Итак, на роль цветаевского “прекрасного юноши” находится ещё один претендент — это тоже русский Байрон, Пушкин, переправляющийся ночью на корабле “мимо полуденных берегов Тавриды, в Юрзуф”. Тема гибели юноши — на этот раз не опосредованно, через Петина, а непосредственно, напрямую — тоже может быть соотнесена с Пушкиным.
Образность цветаевского текста, связанная с темой смерти, представляется нам наиболее загадочной. При упоминании о гибели героя дважды звучит один и тот же мотив: “И в роковую грудь, пронзённую звездою…”, “О том, как он погиб, звездою заклеймён”. Пытаясь истолковать эти строки Цветаевой, мы рискнём предположить, что мотив “злых звёзд” или “злой звезды” имеет тоже биографический подтекст. Однако в записных книжках поэтессы он зафиксирован немного позже, чем было написано “батюшковское” стихотворение Цветаевой. Через две недели после его создания, 14 ноября 1918 года она записала слова дочери: “Марина! Мне кажется, что всё небо кружится. — Я боюсь звёзд!” Ещё через две недели в письме отцу Аля вернётся к этой теме: “Милый папа, раз мы вечером гуляли, я посмотрела на небо, всё небо кружилось. Я очень испугалась и сказала это маме. Мама сказала, что небо действительно кружится. Мне стало ещё страшнее И мама мне сказала, что нужно — чтобы не бояться звёзд — сделать их своими друзьями”. Использованная Цветаевой формула “звездою заклеймён”, очевидно, образована из фразеологизма “рождён под звездою”. Интересно, что образ гибельной звезды тоже может быть косвенно связан с Сергеем Эфроном и вполне обоснованными опасениями за его жизнь.

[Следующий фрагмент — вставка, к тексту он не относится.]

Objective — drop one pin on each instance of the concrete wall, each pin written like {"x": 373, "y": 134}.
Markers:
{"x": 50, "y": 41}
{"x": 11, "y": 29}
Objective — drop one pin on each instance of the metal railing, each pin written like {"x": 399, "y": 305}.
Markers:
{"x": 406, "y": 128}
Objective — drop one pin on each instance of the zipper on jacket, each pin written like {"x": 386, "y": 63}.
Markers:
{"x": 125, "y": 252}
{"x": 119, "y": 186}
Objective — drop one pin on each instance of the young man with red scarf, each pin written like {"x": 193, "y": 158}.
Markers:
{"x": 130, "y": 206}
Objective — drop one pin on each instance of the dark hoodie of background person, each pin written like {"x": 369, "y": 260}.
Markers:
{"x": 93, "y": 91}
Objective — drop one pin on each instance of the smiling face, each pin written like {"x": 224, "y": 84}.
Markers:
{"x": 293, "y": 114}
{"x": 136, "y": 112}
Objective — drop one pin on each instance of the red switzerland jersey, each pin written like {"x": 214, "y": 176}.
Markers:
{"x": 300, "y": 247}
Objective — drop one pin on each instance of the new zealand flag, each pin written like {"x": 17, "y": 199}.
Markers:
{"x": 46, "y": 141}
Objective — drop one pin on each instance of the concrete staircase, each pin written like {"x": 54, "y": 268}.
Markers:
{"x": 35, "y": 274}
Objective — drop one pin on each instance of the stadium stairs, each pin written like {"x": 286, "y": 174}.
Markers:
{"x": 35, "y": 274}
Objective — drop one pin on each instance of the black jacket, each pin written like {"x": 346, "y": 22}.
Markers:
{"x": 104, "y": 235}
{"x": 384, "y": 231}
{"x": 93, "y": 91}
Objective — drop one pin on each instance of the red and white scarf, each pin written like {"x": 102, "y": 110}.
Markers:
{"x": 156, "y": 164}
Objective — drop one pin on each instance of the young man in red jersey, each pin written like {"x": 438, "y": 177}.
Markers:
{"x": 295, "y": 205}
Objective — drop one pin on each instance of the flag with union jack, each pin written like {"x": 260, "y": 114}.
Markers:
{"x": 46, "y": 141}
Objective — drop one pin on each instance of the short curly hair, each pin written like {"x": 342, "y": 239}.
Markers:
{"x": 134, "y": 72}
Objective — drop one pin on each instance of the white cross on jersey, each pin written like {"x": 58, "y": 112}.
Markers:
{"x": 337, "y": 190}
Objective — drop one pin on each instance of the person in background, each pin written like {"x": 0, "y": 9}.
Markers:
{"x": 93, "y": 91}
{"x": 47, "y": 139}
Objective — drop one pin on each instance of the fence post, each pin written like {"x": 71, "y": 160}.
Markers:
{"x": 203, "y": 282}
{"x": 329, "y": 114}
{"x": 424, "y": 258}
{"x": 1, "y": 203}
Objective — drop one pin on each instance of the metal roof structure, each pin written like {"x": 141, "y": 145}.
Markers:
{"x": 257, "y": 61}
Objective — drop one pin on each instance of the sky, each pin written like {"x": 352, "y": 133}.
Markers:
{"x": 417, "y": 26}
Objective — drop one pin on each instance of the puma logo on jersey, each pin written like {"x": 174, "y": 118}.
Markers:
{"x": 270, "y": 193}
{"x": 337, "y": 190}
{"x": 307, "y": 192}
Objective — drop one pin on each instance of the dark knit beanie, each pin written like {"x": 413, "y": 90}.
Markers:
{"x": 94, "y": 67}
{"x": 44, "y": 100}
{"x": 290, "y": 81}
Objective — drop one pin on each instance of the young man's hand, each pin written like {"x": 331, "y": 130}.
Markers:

Думается, что настоятельной потребностью перевести центральный байронический образ стихотворения в русский регистр и таким способом соотнести его с судьбой С.Эфрона и вызван интерес Цветаевой к батюшковской элегии. Этим стремлением поэтессы объясняется и призыв оплакать смерть “прекрасного юноши”, обращённый, вероятно, прежде всего к дочери Байрона — “Плачь, крошка Ада!”, имя которой, впрочем, совпадает с именем маленькой дочери Цветаевой — Ариадны Эфрон.
Итак, центральный образ цветаевского текста многослоен. Перечислим по порядку его составляющие: это Байрон, Чайльд-Гарольд, Батюшков, Пушкин, Одиссей, братья Эфрон.